The Media High Council (MHC) has advised Umusingi newspaper, a Kinyarwanda weekly, to review its content, which the council says are in conflict with the principles governing professional journalism, or face sanctions as stipulated in the media law.
According to Patrice Mulama, the Executive Secretary of MHC, the paper’s editor, Nelson Gatsimbazi, was told last week when he was summoned, that some of the content that his paper published in the past few months heavily mixed personal opinions with news stories.
“This way of mixing personal opinions with any other information without mentioning references as well as misappropriating it can confuse the readers and can be considered as plagiarism,” reads the MHC statement.

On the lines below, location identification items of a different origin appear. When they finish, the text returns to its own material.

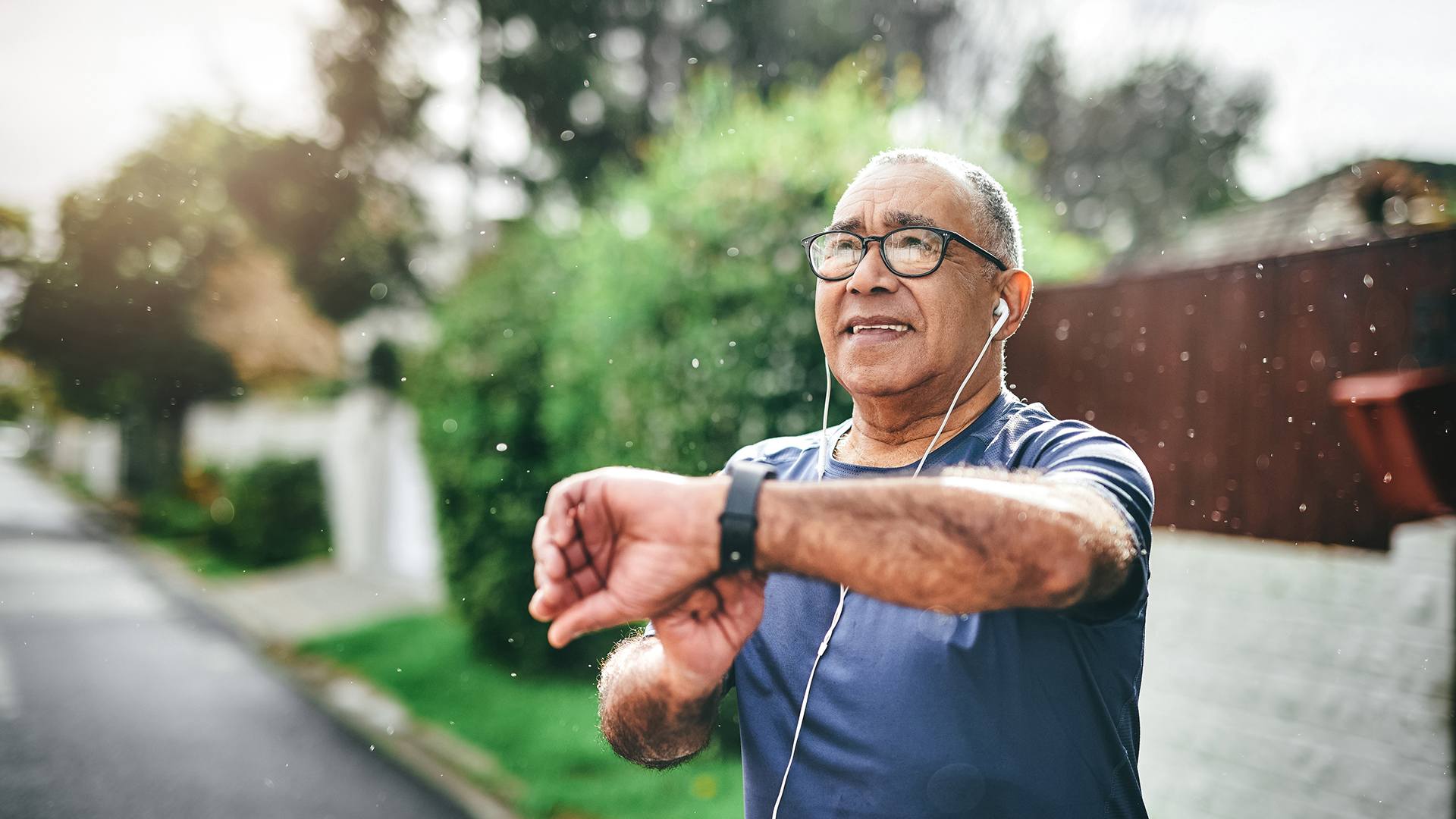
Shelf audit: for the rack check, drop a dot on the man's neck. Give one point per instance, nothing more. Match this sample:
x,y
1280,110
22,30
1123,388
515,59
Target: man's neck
x,y
886,435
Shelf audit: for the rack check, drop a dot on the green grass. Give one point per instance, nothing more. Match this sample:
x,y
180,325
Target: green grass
x,y
196,554
544,730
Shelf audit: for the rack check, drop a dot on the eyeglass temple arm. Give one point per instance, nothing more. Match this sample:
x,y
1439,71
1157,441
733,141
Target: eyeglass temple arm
x,y
981,249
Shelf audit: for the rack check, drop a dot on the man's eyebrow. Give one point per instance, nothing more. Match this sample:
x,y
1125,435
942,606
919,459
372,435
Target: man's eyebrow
x,y
910,219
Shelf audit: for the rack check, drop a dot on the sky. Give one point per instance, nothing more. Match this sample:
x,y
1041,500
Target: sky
x,y
86,82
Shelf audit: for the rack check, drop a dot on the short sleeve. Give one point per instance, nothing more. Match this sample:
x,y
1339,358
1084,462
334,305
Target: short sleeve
x,y
1078,453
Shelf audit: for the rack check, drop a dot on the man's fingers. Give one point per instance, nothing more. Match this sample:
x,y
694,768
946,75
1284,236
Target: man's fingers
x,y
590,614
564,497
551,599
548,553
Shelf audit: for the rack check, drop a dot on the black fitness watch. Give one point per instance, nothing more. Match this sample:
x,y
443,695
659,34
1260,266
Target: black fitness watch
x,y
740,518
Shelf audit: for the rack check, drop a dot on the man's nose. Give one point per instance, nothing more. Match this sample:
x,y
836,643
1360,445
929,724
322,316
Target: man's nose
x,y
871,275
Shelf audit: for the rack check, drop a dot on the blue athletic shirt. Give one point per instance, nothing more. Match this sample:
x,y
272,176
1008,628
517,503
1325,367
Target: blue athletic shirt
x,y
1019,713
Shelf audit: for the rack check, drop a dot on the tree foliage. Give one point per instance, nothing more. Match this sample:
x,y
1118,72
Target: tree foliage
x,y
112,319
667,328
112,316
1131,161
604,74
663,328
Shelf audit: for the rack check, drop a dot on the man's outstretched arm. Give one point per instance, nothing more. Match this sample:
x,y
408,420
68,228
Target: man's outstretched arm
x,y
620,544
645,716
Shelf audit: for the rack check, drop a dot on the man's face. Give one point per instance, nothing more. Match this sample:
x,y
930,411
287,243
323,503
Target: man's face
x,y
938,322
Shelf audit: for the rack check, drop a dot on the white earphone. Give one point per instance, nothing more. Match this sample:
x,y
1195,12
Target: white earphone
x,y
1001,312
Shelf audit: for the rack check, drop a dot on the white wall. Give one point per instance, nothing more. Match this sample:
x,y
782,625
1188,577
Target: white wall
x,y
92,450
1296,681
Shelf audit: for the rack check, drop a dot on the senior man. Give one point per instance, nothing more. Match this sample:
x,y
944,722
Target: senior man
x,y
960,645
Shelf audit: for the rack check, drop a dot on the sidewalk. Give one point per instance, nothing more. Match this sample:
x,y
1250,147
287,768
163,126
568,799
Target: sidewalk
x,y
123,698
280,608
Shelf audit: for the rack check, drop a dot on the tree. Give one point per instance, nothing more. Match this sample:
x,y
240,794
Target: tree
x,y
1131,161
666,328
598,76
112,316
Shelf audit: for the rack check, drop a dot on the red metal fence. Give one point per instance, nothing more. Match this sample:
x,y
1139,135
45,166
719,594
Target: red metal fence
x,y
1220,378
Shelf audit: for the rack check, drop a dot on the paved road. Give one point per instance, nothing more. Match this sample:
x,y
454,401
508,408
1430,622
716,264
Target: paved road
x,y
121,701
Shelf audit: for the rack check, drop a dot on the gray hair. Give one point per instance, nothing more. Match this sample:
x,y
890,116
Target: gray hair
x,y
998,218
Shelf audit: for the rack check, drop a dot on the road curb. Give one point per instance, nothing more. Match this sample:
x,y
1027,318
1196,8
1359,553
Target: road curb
x,y
471,777
466,776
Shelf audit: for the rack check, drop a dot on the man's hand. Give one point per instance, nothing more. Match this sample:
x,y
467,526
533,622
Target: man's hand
x,y
618,544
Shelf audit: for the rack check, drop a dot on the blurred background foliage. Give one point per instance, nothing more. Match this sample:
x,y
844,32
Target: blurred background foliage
x,y
599,76
114,316
265,515
663,328
1134,161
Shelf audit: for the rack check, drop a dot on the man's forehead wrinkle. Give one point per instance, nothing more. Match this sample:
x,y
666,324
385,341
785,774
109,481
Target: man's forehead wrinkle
x,y
908,219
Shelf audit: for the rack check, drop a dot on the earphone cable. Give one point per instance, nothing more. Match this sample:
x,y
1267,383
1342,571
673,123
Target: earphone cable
x,y
965,381
804,704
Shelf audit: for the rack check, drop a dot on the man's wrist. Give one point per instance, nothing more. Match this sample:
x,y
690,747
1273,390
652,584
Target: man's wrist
x,y
707,537
774,542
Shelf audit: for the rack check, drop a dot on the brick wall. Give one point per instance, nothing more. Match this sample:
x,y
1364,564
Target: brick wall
x,y
1293,681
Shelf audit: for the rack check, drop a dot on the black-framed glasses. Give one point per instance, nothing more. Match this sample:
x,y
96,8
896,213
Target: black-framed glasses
x,y
909,253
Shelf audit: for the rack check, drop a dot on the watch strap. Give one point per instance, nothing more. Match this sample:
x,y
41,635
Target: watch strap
x,y
740,519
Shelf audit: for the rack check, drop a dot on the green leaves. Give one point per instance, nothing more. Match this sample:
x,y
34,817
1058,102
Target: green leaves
x,y
670,328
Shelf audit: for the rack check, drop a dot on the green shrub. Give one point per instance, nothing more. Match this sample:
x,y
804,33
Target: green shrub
x,y
672,325
172,518
270,513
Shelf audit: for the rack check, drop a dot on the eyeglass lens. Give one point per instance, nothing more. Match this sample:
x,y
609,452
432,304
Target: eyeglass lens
x,y
909,253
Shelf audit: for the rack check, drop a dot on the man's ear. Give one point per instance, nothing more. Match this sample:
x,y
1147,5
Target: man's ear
x,y
1015,287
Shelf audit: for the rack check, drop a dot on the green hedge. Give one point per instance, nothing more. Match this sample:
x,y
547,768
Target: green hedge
x,y
270,513
672,325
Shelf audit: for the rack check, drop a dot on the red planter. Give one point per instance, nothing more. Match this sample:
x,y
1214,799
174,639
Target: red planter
x,y
1404,426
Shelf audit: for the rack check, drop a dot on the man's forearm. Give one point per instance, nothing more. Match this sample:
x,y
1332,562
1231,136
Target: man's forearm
x,y
645,717
979,541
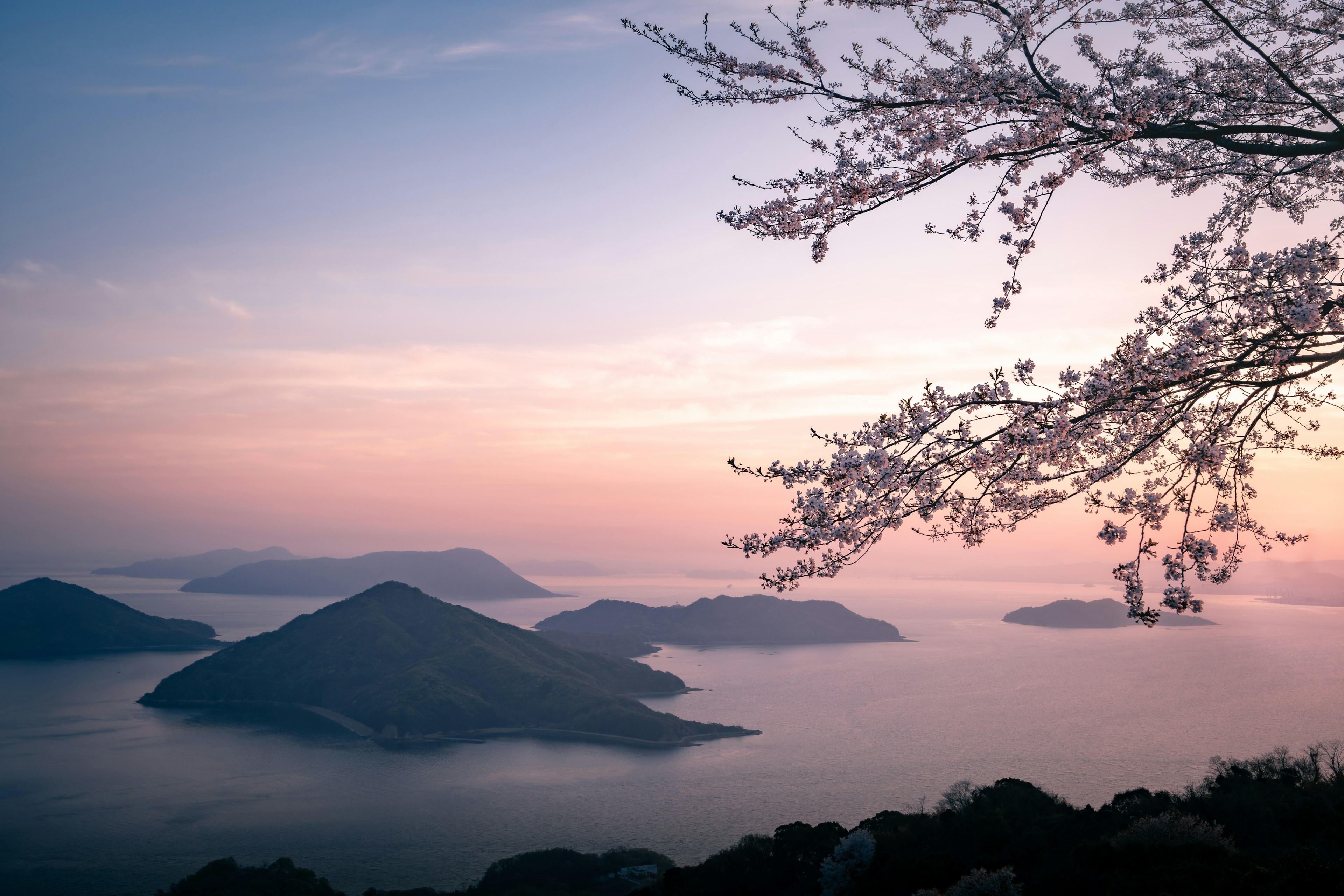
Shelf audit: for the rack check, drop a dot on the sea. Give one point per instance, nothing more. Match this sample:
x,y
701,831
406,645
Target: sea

According to the statement, Gatsimbazi used anonymous sources but that “the people and organs referred to in the articles were not given opportunity to defend themselves on the accusations, most of them very serious.”
Although Mulama acknowledged that Gatsimbazi had accepted his errors and was willing to follow the media guidelines, after revealing that most of Umusingi’s misdeeds were fuelled by need to increase circulation, he condemned him for changing his story during his interview with BBC.

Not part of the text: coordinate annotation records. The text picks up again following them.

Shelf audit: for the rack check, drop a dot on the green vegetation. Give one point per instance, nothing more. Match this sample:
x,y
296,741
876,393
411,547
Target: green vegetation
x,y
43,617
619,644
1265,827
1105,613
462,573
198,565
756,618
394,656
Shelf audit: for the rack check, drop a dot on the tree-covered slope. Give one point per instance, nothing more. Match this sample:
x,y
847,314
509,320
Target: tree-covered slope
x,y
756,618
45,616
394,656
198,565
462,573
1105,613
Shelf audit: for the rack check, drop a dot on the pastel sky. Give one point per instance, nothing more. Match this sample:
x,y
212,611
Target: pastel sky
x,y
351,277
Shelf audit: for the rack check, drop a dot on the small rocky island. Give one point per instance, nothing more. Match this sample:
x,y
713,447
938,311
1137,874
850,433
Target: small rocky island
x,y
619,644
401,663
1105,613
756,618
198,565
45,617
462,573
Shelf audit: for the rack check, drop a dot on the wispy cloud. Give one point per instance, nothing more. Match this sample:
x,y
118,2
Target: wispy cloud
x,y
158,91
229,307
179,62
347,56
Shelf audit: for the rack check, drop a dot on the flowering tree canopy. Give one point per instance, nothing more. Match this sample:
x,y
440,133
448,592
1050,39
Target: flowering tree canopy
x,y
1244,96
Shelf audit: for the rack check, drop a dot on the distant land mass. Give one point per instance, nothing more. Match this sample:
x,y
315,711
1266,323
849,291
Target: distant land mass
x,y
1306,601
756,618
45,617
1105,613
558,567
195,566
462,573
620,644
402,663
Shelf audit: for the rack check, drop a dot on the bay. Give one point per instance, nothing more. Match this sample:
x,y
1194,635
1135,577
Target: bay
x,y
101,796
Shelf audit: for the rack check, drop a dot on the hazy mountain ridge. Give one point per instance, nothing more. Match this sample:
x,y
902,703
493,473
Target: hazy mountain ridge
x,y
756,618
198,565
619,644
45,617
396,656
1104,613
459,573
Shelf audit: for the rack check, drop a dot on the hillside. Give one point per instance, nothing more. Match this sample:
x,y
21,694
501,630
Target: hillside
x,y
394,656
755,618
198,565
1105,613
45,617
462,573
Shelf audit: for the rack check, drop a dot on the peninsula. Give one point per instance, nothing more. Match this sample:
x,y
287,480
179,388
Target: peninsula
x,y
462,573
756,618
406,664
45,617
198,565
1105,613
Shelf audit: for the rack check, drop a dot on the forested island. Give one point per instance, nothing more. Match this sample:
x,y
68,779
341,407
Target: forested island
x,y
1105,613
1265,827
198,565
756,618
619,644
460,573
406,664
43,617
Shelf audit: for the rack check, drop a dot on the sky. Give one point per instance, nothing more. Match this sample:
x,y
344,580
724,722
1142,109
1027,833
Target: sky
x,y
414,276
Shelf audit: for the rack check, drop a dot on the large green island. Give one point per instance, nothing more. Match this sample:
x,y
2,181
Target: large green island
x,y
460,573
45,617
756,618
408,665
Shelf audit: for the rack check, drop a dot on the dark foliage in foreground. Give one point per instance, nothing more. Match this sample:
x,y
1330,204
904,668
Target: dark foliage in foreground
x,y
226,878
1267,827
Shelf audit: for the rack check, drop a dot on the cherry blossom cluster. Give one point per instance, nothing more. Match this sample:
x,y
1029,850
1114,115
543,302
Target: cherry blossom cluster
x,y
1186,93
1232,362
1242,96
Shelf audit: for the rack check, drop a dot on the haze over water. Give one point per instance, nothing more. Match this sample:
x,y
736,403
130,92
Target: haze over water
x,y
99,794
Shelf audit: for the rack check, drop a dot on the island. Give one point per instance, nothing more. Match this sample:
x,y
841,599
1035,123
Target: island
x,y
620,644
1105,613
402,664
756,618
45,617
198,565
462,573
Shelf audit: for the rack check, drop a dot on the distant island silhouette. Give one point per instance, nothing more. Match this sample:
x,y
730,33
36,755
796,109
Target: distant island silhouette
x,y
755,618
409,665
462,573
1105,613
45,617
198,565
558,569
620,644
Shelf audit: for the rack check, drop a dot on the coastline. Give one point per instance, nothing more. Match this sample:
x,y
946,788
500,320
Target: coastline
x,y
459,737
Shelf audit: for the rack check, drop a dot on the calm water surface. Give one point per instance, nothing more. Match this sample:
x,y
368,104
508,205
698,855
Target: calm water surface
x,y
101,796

“When talking to BBC, Gatsimbazi said very different things to what he had acknowledged in the meeting with us. He diverted everything and gave a different story,” Mulama said.
“This simply highlights some of the major challenges facing the media profession in our country. Some media houses take it as an insult rather than advise when challenged on some of their controversial publications.”
However, in a statement released yesterday, Gatsimbazi insisted that during the meeting with MHC, he had explained the content of his stories, and counter-accused the media body of distorting the truth on the discussions he held with the council’s leadership.